Judges’ Notes: Paul was near-ecstatic about the subtle, unexpected sweetness of this stout. He described it as “almost like eating cookie dough.” Brian agreed that it was sweeter than expected, but said that though the smell was intense, like a “shot of vanilla,” the actual taste held a “multitude of flavors.”

The judges agreed that the bourbon taste was there, but it wasn’t overpowering.

Vermont Maple Porter

Matt’s Brewing Tip: “Read the instructions before you start, and make sure to sanitize everything.” Matt’s tip came about after a bit of a brewing faux pas. It turns out, that his inner lumberjack was actually neglected–he forgot to add the maple syrup.

Judges’ Notes: “It’s hard to judge accurately without the syrup,” said Stephanie. But, despite the porter’s syrup-less-ness, she called it “creamy,” “very malty,” and “smooth drinking.”

Brian didn’t appreciate the deviation from the recipe. “Matt’s renegade style often gets him in trouble,” he said. “This is another example of that.”

Paul was also unhappy with the not-maple porter, and decided to add some syrup after the fact. This improvisation is not recommended.

When the flights were finally empty, the judges all agreed on a favorite.

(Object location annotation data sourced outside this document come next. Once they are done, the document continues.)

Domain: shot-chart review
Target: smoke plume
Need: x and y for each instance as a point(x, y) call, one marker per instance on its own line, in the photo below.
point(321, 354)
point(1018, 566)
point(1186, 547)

While the Bourbon stout was a close second and “equally as good [taste-wise as the winner],” according to Brian, the champion was the Texas Chipotle Amber, which is “more memorable.”

Sarah took home the prize (which is the knowledge that she chose the beer kit the judges liked best) and all involved in our brew-haha finished the remaining spicy chipotle, (sans) maple porter, subtly sweet stout, and refreshing IPA.